Strzelali z wiatrówki do przejeżdżających drogą autobusów i stwarzali zagrożenie dla życia lub zdrowia pasażerów - akt oskarżenia w sprawie zachowania dwóch mieszkańców Wałbrzycha (woj. dolnośląskie) został skierowany do sądu. Grozi im teraz do 10 lat więzienia.
Według prokuratorów, 52-letni Mirosław B. i jego rówieśnik Zbigniew S., 16 i 17 lutego 2015 roku jeździli drogą krajową nr 35 między Mokrzeszowem i Świdnicą. Pojechali też do pobliskiego Wałbrzycha.
- W tym czasie dziewięciokrotnie sprowadzili katastrofę w ruchu lądowym oddając strzały z broni pneumatycznej w kierunku jadących autobusów, powodując wybicie szyb i stwarzając zagrożenie dla życia lub zdrowia znajdujących się w nim podróżnych - informuje Ewa Ścierzyńska z Prokuratury Okręgowej w Świdnicy. Podróżnych było w sumie 150. Wszyscy z ostrzału wyszli bez szwanku.

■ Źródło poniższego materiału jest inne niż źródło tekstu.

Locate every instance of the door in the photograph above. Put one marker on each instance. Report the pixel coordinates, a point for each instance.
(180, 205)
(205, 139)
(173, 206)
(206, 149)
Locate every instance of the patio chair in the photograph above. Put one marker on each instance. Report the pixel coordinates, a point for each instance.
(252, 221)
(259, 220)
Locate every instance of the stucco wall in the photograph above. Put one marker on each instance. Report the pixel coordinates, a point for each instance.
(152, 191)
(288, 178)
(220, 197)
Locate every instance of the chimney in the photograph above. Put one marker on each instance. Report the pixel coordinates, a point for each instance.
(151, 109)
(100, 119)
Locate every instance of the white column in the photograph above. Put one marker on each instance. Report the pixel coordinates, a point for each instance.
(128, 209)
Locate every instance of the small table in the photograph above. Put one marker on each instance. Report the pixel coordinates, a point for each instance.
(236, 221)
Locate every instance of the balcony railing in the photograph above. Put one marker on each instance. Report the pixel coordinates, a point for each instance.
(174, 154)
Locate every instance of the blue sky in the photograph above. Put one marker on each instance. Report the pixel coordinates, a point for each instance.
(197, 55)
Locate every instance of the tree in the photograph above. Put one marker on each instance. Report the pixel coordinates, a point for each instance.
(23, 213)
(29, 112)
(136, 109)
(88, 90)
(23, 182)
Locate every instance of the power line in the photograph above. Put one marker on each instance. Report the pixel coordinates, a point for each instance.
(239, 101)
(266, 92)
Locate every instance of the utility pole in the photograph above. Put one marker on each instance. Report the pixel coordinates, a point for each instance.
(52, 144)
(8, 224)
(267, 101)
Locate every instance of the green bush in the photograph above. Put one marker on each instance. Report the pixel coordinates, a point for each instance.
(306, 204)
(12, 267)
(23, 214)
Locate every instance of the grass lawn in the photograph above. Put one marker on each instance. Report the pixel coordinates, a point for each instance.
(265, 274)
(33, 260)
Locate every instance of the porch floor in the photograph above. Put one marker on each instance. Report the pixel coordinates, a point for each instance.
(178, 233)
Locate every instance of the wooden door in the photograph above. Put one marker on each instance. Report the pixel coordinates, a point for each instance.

Na cel wzięli m.in. przystanki i auta
To nie jedyne przewinienia mieszkańców Wałbrzycha. Jak twierdzą śledczy B. i S. mieli ostrzelać m.in. wiaty przystankowe, zaparkowane samochody i niewielkie budynki, w których znajdowali się ludzie. W sumie 14 różnych miejsc. - Stwarzało to bezpośrednie niebezpieczeństwo dla życia lub zdrowia tych osób oraz uszkadzało i niszczyło mienie - relacjonuje Ścierzyńska.
Nie przyznali się do winy
Mężczyźni wpadli w ręce policjantów podczas kontroli drogowej. Byli trzeźwi. W ich mercedesie znaleziono broń. 52-latkowie nie przyznali się do winy. Ich linią obrony było natomiast wzajemne oskarżanie się. Teraz grozi im do 10 lat więzienia.